La mêlée des avions embrasait le ciel. Des milliers d’appareils venaient des horizons opposés se jeter dans la bataille. Dans la fièvre de ce premier choc, on ne songeait point à lancer sur l’ennemi les engins automatiques. Tous les avions étaient montés, manœuvrés directement par de courageux pilotes. Le sang âcre des anciens barbares bouillonnait aux artères des combattants.

Une immense nuée d’oiseaux féroces flottait au-dessus des terres dévastées. On voyait des avions de toutes formes et de toutes dimensions, depuis les fragiles libellules de plaisance jusqu’aux aérobus déclassés des Transports Généraux, depuis les lentes voitures de famille jusqu’aux machines de sport, étroites et fines, dont l’équilibre n’était sûr qu’à des vitesses vertigineuses. Les véritables avions de combat, pilotés par les miliciens nationaux, n’étaient ni les plus nombreux ni les plus actifs ; les partisans dépensaient un héroïsme désordonné.

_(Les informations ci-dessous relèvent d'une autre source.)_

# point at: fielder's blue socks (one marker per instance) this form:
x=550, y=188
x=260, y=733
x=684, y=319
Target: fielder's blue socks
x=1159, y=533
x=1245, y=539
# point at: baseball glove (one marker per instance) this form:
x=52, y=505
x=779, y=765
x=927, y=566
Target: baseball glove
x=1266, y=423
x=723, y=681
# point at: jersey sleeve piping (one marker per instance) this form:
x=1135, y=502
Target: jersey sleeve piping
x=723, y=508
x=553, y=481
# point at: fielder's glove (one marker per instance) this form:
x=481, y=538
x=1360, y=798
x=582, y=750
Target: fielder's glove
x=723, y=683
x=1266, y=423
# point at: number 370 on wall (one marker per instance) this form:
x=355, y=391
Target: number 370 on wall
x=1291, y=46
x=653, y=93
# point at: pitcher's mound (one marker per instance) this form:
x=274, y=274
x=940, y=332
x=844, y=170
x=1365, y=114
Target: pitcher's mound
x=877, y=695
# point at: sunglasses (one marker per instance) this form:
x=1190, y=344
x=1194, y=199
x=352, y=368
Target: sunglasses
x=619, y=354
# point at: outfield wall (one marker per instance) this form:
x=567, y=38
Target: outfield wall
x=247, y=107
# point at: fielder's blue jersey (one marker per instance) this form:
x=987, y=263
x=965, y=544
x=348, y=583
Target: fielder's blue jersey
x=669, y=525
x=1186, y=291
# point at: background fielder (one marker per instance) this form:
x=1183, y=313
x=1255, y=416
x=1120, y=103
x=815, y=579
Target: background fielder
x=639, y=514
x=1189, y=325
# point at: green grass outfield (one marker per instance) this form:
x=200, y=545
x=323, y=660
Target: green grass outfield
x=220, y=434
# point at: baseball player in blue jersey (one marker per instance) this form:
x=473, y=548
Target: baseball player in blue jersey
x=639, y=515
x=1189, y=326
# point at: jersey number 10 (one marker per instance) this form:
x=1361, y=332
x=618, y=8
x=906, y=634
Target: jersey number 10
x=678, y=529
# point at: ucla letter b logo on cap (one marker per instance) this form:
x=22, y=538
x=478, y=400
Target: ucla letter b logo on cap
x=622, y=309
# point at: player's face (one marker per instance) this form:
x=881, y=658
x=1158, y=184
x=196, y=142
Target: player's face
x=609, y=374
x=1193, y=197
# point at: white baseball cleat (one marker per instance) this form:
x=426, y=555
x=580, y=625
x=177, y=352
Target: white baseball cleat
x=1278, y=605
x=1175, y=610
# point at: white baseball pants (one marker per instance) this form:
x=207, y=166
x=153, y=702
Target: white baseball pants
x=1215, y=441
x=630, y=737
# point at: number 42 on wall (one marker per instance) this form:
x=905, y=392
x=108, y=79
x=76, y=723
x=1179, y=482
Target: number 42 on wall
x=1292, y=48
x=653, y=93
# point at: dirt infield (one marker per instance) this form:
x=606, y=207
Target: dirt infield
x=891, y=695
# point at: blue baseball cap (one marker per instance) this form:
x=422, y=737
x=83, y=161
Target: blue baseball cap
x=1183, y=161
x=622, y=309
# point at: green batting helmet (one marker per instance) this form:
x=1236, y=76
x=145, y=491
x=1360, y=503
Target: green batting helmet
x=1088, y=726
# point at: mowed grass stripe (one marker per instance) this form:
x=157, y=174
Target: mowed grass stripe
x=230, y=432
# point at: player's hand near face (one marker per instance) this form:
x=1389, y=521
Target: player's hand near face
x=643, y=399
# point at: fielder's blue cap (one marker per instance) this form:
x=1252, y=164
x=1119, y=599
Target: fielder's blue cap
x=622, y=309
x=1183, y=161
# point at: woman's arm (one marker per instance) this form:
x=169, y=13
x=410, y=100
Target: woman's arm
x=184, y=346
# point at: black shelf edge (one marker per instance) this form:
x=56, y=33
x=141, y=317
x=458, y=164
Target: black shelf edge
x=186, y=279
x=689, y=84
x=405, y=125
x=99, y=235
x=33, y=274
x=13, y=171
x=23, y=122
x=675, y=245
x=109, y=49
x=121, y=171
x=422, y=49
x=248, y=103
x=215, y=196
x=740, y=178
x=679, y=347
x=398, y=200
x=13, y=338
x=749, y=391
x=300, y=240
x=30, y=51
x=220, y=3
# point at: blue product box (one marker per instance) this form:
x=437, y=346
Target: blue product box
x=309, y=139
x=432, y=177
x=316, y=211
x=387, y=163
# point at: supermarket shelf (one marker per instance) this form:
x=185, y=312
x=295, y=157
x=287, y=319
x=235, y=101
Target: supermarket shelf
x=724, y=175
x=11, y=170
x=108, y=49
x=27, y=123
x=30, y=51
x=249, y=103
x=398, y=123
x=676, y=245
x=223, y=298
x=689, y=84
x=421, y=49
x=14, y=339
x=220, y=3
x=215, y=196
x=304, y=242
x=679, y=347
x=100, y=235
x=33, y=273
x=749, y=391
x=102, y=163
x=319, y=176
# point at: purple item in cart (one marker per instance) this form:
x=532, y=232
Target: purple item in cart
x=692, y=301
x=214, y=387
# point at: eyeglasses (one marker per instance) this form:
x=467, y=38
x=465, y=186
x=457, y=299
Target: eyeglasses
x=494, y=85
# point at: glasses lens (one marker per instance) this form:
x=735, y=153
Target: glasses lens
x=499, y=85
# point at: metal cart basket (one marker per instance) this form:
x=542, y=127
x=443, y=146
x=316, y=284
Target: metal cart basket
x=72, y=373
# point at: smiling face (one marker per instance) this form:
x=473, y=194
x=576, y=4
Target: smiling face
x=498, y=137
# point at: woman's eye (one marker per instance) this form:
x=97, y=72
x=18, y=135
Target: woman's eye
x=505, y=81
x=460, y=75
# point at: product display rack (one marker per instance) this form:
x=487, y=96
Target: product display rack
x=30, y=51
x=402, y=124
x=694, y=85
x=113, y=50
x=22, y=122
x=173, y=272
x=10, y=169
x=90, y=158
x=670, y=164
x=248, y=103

L’acharnement était tel qu’il semblait que nul ne dût s’échapper. Au premier choc, les formations adverses fondaient comme cire, et la bataille se fût rapidement terminée n’eût été l’arrivée incessante de renforts.

Lygie avait rejoint Harrisson. À tue-tête, à cause du fracas des explosions qui sortaient des écouteurs, elle criait :

— Mais que fait donc la police universelle ?… Mais que fait donc le Conseil Suprême ?… Il faudrait des ambulances… et, avant tout, qu’on sépare ces bandits !… Qu’on les sépare !

Elle tremblait, les yeux pleins d’horreur, et se tordait les bras.

Harrisson tourna l’obturateur : le drame parut s’atténuer dans le lointain ; on n’entendit plus qu’un bruit continu et sourd, semblable au roulement d’un orage naturel fuyant à l’horizon. Mais, sur l’écran, l’affreux spectacle s’offrait toujours à la vue. Et Lygie répétait, haletante :

— Mais que fait donc le Conseil Suprême ?… Ne finira-t-on pas par envoyer les universels ?…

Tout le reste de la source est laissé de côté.